Deterministic parallel algorithms for fooling polylogarithmic juntas and the Lovasz Local Lemma

Many randomized algorithms can be derandomized efficiently using either the method of conditional expectations or probability spaces with low (almost-) independence. A series of papers, beginning with Luby (1993) and continuing with Berger & Rompel (1991) and Chari et al. (2000), showed that these techniques can be combined to give deterministic parallel algorithms for combinatorial optimization problems involving sums of $w$-juntas. We improve these algorithms through derandomized variable partitioning and a new code construction for fooling Fourier characters over $GF(2)$. This reduces the processor complexity to essentially independent of $w$ while the running time is reduced from exponential in $w$ to linear in $w$. As a key subroutine, we give a new algorithm to generate a probability space which can fool a given set of neighborhoods.
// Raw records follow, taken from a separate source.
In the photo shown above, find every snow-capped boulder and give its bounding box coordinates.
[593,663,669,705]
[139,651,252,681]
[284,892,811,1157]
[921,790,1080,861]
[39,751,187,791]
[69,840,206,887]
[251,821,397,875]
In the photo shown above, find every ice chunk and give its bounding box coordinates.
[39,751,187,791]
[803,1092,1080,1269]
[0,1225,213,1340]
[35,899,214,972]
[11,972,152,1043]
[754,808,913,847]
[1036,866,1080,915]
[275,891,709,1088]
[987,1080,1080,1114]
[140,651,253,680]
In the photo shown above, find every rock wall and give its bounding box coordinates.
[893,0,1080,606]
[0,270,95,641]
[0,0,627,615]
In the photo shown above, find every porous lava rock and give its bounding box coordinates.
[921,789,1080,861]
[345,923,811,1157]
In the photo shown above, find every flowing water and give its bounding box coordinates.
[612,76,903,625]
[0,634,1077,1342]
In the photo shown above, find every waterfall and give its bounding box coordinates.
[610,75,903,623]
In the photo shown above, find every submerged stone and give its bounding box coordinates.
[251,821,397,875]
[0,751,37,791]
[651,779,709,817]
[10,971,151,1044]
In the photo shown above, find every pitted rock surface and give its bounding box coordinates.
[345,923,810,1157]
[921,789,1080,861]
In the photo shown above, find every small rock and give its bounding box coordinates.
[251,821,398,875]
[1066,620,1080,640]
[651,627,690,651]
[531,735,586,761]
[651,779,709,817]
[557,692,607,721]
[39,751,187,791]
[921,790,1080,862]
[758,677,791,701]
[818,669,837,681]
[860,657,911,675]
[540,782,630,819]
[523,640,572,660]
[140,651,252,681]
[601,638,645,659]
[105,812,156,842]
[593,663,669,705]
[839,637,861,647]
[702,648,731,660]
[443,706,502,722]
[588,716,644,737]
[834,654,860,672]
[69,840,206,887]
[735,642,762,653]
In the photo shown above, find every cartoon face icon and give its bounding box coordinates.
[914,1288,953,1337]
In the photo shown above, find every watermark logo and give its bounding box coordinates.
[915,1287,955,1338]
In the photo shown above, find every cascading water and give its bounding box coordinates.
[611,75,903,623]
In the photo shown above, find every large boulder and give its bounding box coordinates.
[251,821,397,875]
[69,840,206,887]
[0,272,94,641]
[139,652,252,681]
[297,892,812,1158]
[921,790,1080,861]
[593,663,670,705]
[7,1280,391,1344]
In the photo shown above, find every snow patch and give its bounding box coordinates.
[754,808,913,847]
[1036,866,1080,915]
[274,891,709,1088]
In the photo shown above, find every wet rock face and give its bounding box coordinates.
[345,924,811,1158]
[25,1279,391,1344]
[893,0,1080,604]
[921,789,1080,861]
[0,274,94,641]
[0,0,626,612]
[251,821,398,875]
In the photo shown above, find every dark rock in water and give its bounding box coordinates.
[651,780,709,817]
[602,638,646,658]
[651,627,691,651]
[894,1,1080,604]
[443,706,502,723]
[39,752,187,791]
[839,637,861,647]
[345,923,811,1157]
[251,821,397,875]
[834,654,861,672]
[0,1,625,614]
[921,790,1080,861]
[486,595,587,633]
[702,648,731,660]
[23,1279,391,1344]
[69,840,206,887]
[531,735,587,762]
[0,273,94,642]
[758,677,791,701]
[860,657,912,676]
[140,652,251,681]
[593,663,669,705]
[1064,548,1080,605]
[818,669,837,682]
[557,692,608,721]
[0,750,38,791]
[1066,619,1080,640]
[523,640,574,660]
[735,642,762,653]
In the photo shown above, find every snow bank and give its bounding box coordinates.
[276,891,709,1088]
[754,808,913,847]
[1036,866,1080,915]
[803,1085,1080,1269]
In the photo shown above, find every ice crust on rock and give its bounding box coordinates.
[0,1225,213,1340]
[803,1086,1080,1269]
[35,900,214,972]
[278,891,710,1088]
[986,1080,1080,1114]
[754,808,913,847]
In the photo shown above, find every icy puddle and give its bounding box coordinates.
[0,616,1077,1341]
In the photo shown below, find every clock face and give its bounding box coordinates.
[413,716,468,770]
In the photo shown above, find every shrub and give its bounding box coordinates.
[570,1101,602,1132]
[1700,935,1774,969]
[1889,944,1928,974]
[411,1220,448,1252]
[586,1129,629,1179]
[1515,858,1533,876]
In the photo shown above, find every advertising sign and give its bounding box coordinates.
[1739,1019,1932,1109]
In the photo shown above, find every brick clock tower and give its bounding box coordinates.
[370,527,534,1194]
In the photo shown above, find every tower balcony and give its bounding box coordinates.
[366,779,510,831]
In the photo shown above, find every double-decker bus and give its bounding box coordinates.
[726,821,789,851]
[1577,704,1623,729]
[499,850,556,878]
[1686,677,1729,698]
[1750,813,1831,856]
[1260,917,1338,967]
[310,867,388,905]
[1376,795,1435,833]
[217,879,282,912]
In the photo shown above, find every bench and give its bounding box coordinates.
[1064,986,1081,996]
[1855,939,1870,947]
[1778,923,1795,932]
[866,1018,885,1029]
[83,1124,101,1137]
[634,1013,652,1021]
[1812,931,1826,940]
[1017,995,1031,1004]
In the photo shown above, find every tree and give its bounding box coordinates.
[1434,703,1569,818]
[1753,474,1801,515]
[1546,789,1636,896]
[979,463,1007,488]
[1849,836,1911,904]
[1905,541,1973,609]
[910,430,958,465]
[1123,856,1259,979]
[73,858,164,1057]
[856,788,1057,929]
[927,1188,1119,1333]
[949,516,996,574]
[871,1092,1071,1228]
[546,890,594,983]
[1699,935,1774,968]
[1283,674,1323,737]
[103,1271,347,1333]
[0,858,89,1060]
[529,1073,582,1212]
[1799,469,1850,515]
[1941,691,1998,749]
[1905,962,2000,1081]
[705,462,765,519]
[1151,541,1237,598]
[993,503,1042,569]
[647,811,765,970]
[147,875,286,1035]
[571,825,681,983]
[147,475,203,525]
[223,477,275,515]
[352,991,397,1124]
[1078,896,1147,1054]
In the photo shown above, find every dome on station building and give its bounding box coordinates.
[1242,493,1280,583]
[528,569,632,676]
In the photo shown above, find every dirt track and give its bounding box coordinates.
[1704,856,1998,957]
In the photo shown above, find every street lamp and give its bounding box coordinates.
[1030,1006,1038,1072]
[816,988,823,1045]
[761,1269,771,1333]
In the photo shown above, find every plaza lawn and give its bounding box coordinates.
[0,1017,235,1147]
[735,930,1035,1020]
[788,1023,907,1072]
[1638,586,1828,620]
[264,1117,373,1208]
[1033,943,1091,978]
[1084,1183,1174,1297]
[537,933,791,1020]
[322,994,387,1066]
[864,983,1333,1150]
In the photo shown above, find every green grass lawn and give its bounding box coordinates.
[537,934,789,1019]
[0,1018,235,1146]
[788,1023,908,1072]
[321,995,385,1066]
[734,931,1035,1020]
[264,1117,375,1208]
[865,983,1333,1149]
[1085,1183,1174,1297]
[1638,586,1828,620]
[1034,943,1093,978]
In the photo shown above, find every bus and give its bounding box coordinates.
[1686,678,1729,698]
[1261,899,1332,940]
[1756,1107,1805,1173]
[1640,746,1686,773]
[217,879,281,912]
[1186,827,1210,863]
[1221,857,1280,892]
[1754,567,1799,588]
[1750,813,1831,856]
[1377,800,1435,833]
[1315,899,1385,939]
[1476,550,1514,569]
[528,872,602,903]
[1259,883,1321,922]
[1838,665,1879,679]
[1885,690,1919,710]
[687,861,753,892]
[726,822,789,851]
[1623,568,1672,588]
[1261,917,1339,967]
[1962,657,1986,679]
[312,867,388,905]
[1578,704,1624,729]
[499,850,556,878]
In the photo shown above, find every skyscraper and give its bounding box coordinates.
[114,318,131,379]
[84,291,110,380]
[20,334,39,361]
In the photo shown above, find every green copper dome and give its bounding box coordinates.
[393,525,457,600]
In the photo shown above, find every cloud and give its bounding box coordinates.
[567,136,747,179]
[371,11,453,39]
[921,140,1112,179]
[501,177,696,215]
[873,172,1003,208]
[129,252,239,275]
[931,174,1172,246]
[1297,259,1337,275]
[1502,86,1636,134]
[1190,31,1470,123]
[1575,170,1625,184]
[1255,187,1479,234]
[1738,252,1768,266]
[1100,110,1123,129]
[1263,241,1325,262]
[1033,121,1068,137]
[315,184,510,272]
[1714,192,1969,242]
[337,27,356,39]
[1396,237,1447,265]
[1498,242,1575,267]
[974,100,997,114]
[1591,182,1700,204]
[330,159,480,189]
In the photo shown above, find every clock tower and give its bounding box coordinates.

Schulman (1992) gave an NC algorithm to do so for neighborhoods of size $w \leq O(\log n)$. Our new algorithm is NC1, with essentially optimal time and processor complexity, when $w = O(\log n)$; it remains NC up to $w = \text{polylog}(n)$. This answers an open problem of Schulman. One major application of these algorithms is an NC algorithm for the Lov\'{a}sz Local Lemma. Previous NC algorithms, including the seminal algorithm of Moser & Tardos (2010) and the work of Chandrasekaran et. al (2013), required that (essentially) the bad-events could span only $O(\log n)$ variables; we relax this to $\text{polylog}(n)$ variables. We use this for an $\text{NC}^2$ algorithm for defective vertex coloring, which works for arbitrary degree graphs.